Hoje, 4 de fevereiro de 2026, entra em vigor a Portaria MAPA nº 872/2025, que estabelece o novo Regulamento para Ingresso de Bens Agropecuários Transportados como Bagagem de Viajantes. A medida foi publicada em 5 de janeiro e substitui a antiga Instrução Normativa nº 11/2019, promovendo maior clareza e harmonização nas ações da fiscalização agropecuária internacional.
A nova norma, aplicada nos pontos de entrada do país, detalha os tipos de produtos agropecuários sujeitos à fiscalização, desde alimentos de origem animal e vegetal até fertilizantes, sementes, produtos veterinários e embalagens de madeira, além de produtos considerados de risco sanitário, mesmo em pequenas quantidades ou embalagens originais.
Segundo o coordenador da Unidade de Vigilância Agropecuária Internacional (Vigiagro), Cleverson Freitas, a portaria reduz incertezas operacionais. “A medida padroniza critérios de avaliação e procedimentos de inspeção, permitindo decisões mais seguras e fundamentadas para autorizar ou barrar o ingresso de itens agropecuários”.
Para os profissionais que atuam com importação, controle sanitário e vigilância agropecuária, a consolidação traz transparência e previsibilidade, elementos centrais para a gestão de risco zoofitossanitário e para a proteção do agronegócio brasileiro.
A chefe do Serviço de Fiscalização de Viajantes do MAPA, Maria Joana Brito, lembra que a origem e o tipo de produto importam mais que sua apresentação comercial. “Alimentos industrializados, embalados a vácuo ou até mesmo lacrados, ainda podem representar risco, por isso devem ser corretamente declarados”, explica.
A maior parte das apreensões, segundo a fiscalização, ocorre por falta de informação, não por má-fé. Por isso, a orientação é clara: todo viajante deve consultar previamente a lista de bens permitidos e proibidos, disponível no site do MAPA, e declarar os itens por meio da e-DBV – Declaração Eletrônica de Bens de Viajante.
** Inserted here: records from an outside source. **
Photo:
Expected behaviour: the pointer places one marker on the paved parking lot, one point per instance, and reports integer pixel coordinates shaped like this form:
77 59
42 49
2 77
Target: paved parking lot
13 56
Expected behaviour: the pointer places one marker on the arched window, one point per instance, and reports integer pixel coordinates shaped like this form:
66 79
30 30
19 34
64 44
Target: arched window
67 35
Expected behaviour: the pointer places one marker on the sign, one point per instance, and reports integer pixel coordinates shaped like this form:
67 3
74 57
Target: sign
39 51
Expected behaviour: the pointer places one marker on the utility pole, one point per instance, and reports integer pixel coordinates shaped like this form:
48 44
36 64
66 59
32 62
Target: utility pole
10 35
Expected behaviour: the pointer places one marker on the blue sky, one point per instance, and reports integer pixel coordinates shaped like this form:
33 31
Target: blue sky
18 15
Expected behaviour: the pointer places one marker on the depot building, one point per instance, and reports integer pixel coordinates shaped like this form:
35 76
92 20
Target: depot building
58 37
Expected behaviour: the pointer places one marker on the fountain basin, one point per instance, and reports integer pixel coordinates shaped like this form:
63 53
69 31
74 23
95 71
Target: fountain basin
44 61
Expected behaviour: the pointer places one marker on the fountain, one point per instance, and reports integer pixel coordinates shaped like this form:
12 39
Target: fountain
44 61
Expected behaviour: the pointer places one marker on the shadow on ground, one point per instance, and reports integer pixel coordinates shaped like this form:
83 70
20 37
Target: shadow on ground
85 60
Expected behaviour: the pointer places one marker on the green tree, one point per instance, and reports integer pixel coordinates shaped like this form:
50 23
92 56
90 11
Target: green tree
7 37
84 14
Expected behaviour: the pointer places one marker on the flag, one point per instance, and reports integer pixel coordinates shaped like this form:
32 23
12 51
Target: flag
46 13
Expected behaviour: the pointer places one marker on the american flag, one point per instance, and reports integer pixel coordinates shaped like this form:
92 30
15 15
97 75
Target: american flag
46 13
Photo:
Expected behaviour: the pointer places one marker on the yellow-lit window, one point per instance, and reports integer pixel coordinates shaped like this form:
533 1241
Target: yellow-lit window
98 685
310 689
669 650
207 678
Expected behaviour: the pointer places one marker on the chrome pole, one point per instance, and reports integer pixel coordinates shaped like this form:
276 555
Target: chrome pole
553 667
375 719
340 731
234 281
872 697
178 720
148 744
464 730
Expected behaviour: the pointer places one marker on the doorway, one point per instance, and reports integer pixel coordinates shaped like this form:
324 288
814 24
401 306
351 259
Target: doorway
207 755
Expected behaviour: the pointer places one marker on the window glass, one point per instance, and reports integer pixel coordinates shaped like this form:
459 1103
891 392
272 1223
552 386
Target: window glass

Para quem atua com importação de insumos, controle de qualidade, APPCC, BPF ou vigilância sanitária, a portaria define um novo marco de compliance e rastreabilidade nas fronteiras, impactando diretamente nos fluxos de verificação documental e física. A exigência de Autorização de Importação para alguns produtos e a possibilidade de tratamentos especiais para bens apreendidos ou descartados também demandam protocolos atualizados e procedimentos operacionais padronizados.
Além disso, os operadores de terminais portuários, aeroportos e postos de fronteira passam a ter responsabilidade direta na viabilização das condições necessárias à fiscalização agropecuária, reforçando o papel interinstitucional no controle sanitário.
A Portaria institui oficialmente a Lista de Bens Agropecuários Proibidos e Permitidos de Ingressar no Brasil, documento que poderá ser atualizado conforme mudanças sanitárias ou novas avaliações de risco. Sua consulta se torna imprescindível para profissionais e viajantes, devendo ser incorporada aos checklists operacionais e processos de importação.